Sales Won’t Fix Company Culture
A lot of folks in startup land don’t quite know how to think about company culture. Founders and CEOs know that they need to address it, but when asked, some describe their culture as “fun” or that “they like to win.” Or worse, they say it’s “like a family.” But what company doesn’t want to be fun? And which company likes to lose? As for being like a family, well, as Airbnb recently found out, that idea doesn’t hold up when rough times hit. No, the reason those aren’t good answers is that that’s not what company culture is all about.
Company culture exists to let employees know what to expect from each other, what to expect from the company, and what the company should expect from employees. It’s almost like an operating system for businesses as they grow. A great example of a codified company culture is Netflix.
Absent a codified culture, even successful companies start to unravel. Bad actors internally begin to behave in ways that are, at best, not helpful and, at worst illegal or discriminatory.
Sales Won’t Fix Brand
Brand is the total of everything a company does, how it acts in the world, and how the world perceives it. But much like company culture, brand needs to be codified as well.
The way a company shapes its brand is via a brand position. Brand positions are comprised of (at the very least) a brand promise, brand attributes, and brand story. When appropriately created by using consumer research, these come together to guide both the consumer and the company of how people should think and feel about the brand.

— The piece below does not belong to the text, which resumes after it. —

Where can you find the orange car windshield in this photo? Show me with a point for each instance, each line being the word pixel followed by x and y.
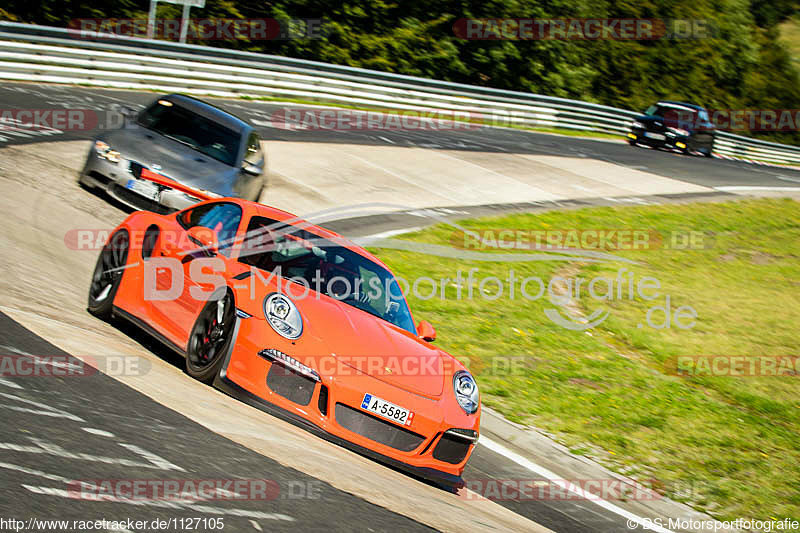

Without these defining principles, companies become a collection of siloed executions. Each initiative is trying to outshine the other instead of focusing on building the brand across the company. It also provides a resource for understanding how a company should react to a crisis. Even one of its own creation like in the case of Uber.
Sales Won’t Fix Unit Economics
A prime example of sales not “fixing” unit economics is the company Brandless. The direct-to-consumer company backed by SoftBank to the tune of $240 million, launched in 2017 with a relatively straightforward concept. Take the money usually spent on packaging, design, or any of the things that companies typically spend their money on in order to build a brand, and pass the savings on to consumers. The end result was the ability for consumers to buy anything in their online store, from paring knives to peanut butter, for just $3. The thinking was that their supposed target audience, “millennials*” didn’t care for “brands” and just wanted good products at good prices.
And for a couple of years, they seemed to be doing well. Until they weren’t. As it turned out, the pricing model didn’t work with the unit economics of their products. The proof of this is that, just before shuttering in February of 2020, they broke with their “everything is $3” model and raised prices on a number of items in an effort to right the ship. But by then it was too late.
So, Sales Won’t Fix Everything but…
When is the best time for a company to codify company culture, establish the brand position, or fix unit economics? Now. The answer is always now. But the degree to which a company can allocate resources to them will vary company-to-company.
Often companies focus exclusively on growth. And to be fair getting to product-market fit is essential. But these critical components that help a company scale are also important. Focusing on them can be postponed but only for so long. The longer they are ignored, the steeper the price to be paid.
This post was originally published on the Kaizen Creative Partnership blog. Sign up here to have the posted delivered to your inbox.
* It should be noted that using the term “millennial” to describe a target market is akin to saying “generation x” is your target market. All it does is convey an age range and does nothing to speak to the psychographic aspects that should be used when defining a target market. When psychographics are used, it can cut across generations which is why using terms like “millennial” is not a great idea.